The "sulfamoyl which may be substituted nitrogen atom is the parent group" is, C _1-6 alkyl, C _2- 6 alkenyl, C _2-6 alkynyl, C _3-8 cycloalkyl, C _3-8 alkenyl group such as bicyclo The sulfamoyl group which the nitrogen atom may be substituted by the group chosen from is shown. In addition, the sulfamoyl group also includes the case where the nitrogen atom of a sulfamoyl group is a part of cyclic amine. Preferable groups in the "sulfamoyl group in which the nitrogen atom may be substituted" include unsubstituted sulfamoyl group (-SO ₂ NH ₂ ), N-methylsulfamoyl group (-SO ₂ NHCH ₂ ), N, N- Dimethylsulfamoyl group (-SO ₂ NH (CH ₃ ) ₂ ), N-ethylsulfamoyl group (-SO ₂ NHC ₂ H ₅ ), N, N-diethylsulfamoyl group-SO ₂ NH (C ₂ H ₅ ) ₂ ), N-methyl-N-ethylsulfamoyl group (-SO ₂ N (CH ₃ ) C ₂ H ₅ ), 1-pyrrolidinylsulfonyl group, 1-pyrazolinylsulfonyl group, 1-piperidyl Sulfonyl group, 1-piperazinylsulfonyl group, 4-morpholinylsulfonyl group, 4-thiomorpholinylsulfonyl group, etc. are mentioned.
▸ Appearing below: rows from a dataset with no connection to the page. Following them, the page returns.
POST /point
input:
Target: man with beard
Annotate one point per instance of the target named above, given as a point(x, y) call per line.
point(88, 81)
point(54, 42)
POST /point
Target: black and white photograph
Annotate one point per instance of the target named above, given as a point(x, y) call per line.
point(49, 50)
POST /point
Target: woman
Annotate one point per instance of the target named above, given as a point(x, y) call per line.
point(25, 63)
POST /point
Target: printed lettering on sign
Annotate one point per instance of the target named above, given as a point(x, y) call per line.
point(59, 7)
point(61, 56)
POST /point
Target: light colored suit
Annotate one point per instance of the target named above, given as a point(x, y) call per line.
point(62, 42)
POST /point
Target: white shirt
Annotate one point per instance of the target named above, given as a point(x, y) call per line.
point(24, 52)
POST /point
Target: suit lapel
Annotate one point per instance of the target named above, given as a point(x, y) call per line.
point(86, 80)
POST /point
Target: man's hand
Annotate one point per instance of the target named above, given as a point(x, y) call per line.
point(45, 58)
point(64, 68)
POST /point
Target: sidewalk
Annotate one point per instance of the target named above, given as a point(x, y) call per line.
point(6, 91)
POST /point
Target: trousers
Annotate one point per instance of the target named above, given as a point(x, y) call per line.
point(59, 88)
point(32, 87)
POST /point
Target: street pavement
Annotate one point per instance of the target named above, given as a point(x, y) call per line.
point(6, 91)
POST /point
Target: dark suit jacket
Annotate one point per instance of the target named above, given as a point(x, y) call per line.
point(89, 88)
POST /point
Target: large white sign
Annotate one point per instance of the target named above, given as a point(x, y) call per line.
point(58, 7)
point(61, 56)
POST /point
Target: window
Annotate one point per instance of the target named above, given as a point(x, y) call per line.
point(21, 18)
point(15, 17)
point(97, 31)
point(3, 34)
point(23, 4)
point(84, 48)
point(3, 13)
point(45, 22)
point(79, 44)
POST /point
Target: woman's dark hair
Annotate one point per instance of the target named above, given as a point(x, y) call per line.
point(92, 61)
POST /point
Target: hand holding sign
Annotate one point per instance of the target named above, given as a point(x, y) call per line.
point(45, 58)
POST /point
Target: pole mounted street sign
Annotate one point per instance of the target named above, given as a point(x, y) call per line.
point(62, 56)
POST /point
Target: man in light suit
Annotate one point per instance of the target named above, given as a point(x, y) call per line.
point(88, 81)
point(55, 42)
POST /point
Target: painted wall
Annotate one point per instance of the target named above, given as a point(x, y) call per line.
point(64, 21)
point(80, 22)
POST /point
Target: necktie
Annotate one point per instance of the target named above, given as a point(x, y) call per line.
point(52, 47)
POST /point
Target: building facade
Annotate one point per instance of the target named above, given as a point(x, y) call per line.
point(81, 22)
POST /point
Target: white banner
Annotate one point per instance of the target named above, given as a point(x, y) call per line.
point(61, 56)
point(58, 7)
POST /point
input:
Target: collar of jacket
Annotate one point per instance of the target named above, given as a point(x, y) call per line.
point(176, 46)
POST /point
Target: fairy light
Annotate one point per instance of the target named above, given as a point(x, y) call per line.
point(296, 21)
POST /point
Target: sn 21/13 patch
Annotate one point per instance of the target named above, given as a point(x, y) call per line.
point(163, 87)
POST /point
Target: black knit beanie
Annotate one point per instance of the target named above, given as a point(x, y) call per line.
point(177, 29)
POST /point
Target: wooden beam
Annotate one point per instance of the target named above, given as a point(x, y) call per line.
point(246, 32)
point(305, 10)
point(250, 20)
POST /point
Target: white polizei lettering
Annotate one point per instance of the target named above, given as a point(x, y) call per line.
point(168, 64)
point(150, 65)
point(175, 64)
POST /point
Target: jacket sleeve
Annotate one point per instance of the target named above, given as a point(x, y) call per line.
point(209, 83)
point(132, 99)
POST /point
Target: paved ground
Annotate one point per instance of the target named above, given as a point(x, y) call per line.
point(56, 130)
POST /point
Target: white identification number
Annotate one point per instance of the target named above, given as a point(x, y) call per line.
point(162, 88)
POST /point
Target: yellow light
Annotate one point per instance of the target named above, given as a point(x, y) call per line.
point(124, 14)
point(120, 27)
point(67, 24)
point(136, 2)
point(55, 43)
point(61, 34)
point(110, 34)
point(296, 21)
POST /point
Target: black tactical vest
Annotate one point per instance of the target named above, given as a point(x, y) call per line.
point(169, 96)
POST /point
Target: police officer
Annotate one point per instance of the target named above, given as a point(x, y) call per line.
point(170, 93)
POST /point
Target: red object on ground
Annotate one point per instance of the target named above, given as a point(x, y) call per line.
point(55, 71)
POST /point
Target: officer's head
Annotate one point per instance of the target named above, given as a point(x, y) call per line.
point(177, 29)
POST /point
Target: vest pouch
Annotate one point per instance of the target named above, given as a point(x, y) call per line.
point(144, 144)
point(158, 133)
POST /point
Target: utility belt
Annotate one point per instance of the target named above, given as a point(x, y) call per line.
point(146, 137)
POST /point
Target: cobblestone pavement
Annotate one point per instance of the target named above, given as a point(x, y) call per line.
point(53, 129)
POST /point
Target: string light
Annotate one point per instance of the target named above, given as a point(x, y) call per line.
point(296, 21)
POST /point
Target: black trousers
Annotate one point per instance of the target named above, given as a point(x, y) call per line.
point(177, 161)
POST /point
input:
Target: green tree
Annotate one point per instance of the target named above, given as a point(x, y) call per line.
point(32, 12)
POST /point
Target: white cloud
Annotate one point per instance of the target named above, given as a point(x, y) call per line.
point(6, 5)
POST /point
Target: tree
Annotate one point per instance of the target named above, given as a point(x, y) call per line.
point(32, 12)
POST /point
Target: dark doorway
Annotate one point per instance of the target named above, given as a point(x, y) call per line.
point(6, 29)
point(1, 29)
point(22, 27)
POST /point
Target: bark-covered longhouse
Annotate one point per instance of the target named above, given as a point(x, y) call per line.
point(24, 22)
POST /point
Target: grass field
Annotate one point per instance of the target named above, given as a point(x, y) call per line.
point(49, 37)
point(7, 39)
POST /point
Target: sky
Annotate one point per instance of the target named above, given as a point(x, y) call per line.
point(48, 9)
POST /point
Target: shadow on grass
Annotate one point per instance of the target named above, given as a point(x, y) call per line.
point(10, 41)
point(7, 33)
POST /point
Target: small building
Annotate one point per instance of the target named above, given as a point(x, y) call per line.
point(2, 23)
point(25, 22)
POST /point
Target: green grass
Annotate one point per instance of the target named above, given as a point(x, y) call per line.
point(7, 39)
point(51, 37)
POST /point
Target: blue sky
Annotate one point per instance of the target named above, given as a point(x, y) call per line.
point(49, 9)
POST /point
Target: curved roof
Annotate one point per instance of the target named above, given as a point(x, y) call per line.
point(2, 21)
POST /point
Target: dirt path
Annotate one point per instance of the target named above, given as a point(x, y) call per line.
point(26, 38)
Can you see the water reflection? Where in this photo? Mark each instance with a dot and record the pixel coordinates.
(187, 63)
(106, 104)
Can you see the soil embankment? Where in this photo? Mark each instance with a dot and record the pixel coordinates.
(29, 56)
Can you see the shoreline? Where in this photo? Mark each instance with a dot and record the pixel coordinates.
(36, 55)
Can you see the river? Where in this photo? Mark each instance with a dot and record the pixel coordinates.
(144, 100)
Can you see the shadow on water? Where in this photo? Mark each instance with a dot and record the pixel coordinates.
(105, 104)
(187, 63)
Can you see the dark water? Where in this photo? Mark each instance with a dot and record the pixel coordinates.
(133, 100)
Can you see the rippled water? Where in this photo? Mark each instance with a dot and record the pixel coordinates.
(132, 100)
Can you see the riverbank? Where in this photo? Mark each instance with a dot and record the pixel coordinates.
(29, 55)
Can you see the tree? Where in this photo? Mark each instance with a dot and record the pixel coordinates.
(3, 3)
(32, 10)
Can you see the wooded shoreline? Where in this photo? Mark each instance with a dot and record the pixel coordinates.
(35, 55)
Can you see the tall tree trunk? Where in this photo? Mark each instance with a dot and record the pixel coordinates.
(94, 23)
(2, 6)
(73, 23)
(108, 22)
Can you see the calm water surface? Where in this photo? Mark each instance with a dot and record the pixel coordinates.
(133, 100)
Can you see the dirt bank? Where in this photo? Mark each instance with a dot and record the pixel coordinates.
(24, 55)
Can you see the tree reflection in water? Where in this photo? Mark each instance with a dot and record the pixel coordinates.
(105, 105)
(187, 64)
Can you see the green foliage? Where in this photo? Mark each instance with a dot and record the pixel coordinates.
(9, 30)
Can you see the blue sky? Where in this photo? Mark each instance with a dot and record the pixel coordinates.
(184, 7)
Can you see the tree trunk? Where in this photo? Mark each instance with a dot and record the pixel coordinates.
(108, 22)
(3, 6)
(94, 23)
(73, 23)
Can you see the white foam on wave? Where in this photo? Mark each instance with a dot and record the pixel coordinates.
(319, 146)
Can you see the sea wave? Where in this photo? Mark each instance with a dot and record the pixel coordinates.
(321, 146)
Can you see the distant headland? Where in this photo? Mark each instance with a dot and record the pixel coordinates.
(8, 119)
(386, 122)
The "lower acyl group" refers to a straight or molecular chain acyl group derived from C1-6 fatty acids, and preferred groups in the group include formyl group, acetyl group, propionyl group, butyryl group, isobutyryl group, Valeryl group, isovaleryl group, pivaloyl group, hexanoyl group, etc. are mentioned.

[Meaning of Ring A]

In the compound represented by the formula (I) according to the present invention, ring A is piperazine, homopiperazine, piperidine, homopiperidine, pyrrolidine and diazabicyclo [2,2,1] heptane The 1 type of ring chosen from a ring is shown. As a preferable ring in ring A, a piperazine, homopiperazine, a piperidine, a homopiperidine, a pyrrolidine ring is mentioned, More preferably, they are a piperidine ring and a piperazine ring, More preferably, It is a piperazine ring. In the case where ring A is piperazine, piperidine, pyrrolidine or diazabicyclo [2,2,1] heptane ring, preferred embodiments in which linking chains D ² and W ¹ are bonded to ring A are preferred. , Expression

The aspect represented by these is mentioned, More preferably, a formula

to be.

[Significance of ring B]

In the compound represented by the formula (I) according to the present invention, ring B represents (1) optionally substituted C _3-14 hydrocarbon ring or (2) optionally substituted 5 to 14 membered hetero ring. .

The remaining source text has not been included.